Zomaar een zaterdagavond in Parma. De schaduwen die over de pastelkleurige gevels strijken worden steeds langer, de lucht tintelt van verwachtingen over wat deze zaterdagavond gaat brengen.
Saskia: ‘De winkels sluiten hun deuren, de barretjes op mijn route naar ‘huis’ barsten bijna uit hun voegen. De meeste gasten zoeken een plekje op straat, een glas wijn in de hand en een plankje vol prosciutto en Parmigiano binnen handbereik.
Ik twijfel of ik me er nog even tussen meng. Om half negen ga ik met Patrizia, de eigenaresse van de bed & breakfast waar ik logeer, eten bij Trattoria del Tribunale en eigenlijk wil ik me nog even omkleden.

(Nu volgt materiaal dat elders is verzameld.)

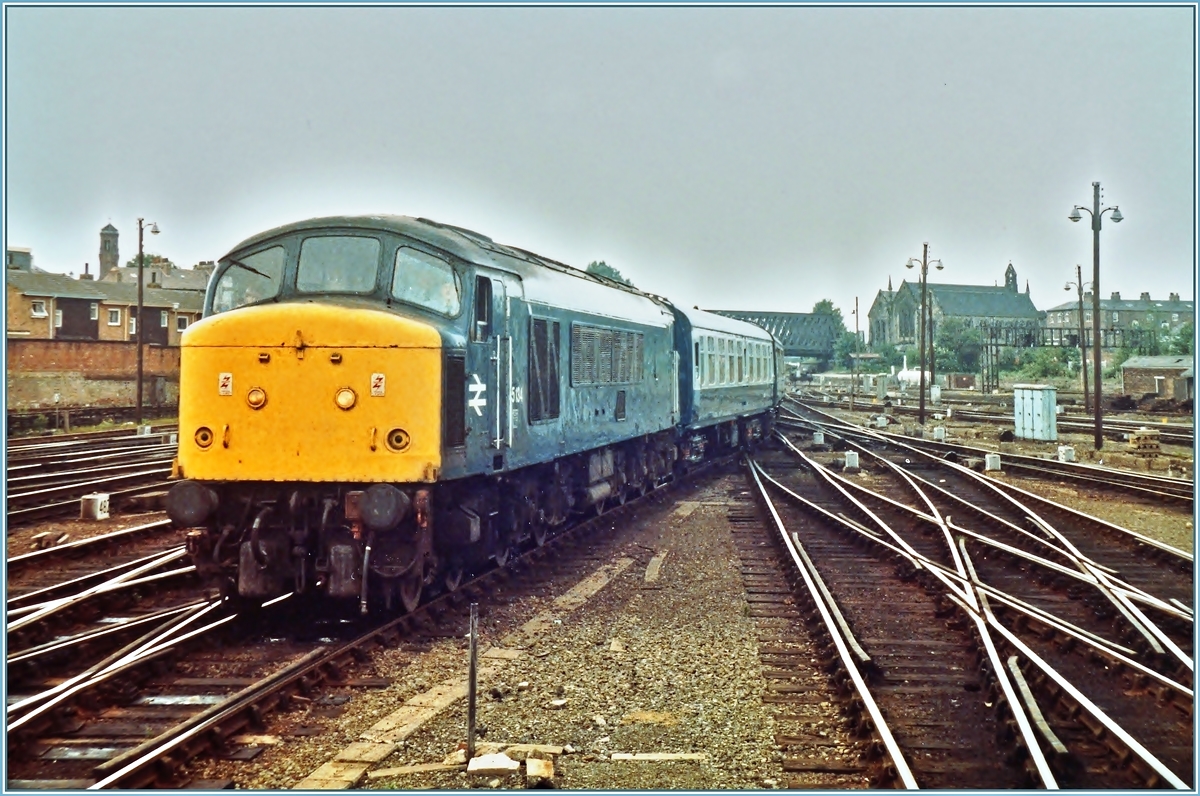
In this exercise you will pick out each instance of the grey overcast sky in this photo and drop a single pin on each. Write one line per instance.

Als ik echter thuis kom, blijken de plannen veranderd. Italianen zijn meesters in flexibiliteit en creativiteit en ik kijk er dan ook niet zo snel meer van op. Meestal wordt het alleen maar leuker.
Ook dit keer. Ons gezelschap blijkt te zijn uitgebreid van twee naar negen, Patrizia’s hele familie gaat mee, inclusief haar behoorlijk op leeftijd zijnde vader die een van Italiës beste stuntpiloten was, plus een vriendin en haar zoon uit Puglia, die naar Parma blijkt te zijn gekomen voor een voetbalwedstrijd die daags erna wordt gespeeld. Het voelt als één grote familie, waarvan ook ik onderdeel mag zijn.
Uiteindelijk zitten we om half tien aan tafel, met borden vol tortelli en heel, heel veel ongedwongen gezelligheid. In een dergelijke setting zijn Italianen op hun best. Zet ze aan een lange tafel met lekker eten en er ontstaat een beetje magie.
Het was een avond met een gouden randje. Ver na middernacht rol ik met een grote glimlach op mijn gezicht in bed. Wat zal ik dat missen als ik straks weer in Nederland ben…’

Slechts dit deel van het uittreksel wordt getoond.